Zayda Buddy's Pizza Bar in Seattle promotes itself as a Minnesota-style pizza place, no lie, and L.A. eaters on food forums plead with fellow Angelinos for secret Minnesota-style pizza locations. So what exactly is Minnesota style? Thin crust and square cut—not pie cut—are hallmarks of the Minnesota pizza. (If you have to ask why we cut our pizza pie like chessboards, even if it ends up with some pieces the size of nickels, you're not from here.) Of course, not all Minnesota pies are square cut. Some of the most Minnesotan aren't—like Fireside's bacon cheeseburger pizza.
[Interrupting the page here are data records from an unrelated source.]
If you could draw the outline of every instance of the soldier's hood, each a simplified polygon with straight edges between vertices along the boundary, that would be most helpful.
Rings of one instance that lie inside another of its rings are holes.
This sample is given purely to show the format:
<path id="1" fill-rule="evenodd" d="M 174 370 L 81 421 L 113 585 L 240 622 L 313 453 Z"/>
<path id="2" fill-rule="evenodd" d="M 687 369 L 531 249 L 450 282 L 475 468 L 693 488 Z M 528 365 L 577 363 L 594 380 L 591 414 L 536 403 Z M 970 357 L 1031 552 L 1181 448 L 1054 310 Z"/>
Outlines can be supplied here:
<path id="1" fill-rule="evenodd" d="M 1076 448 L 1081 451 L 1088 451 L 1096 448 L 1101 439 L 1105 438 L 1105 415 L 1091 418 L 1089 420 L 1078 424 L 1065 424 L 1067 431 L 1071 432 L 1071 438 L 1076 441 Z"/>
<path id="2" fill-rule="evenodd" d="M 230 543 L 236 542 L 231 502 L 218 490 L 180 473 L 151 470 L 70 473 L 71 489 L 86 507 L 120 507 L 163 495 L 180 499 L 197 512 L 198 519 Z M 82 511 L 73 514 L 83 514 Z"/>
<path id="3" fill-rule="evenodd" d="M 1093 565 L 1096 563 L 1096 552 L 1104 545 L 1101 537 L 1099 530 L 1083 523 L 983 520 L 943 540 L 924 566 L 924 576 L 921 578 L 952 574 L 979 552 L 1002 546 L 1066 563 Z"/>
The only thing that could make it more Minnesotan would be Prince, Bob Dylan, and the Andrews sisters standing in the middle signing about Paul Bunyan. And Heggies pizzas are as Minnesotan as arguing about whether anyone in L.A. even understands what hockey is. In the end, when it comes to Minnesota-style pizza, you really need to be from here to understand it. If you bring an out-of-town food snob to try one, they'd understand it as well as they would a snowplow wake. Here are five that really deliver.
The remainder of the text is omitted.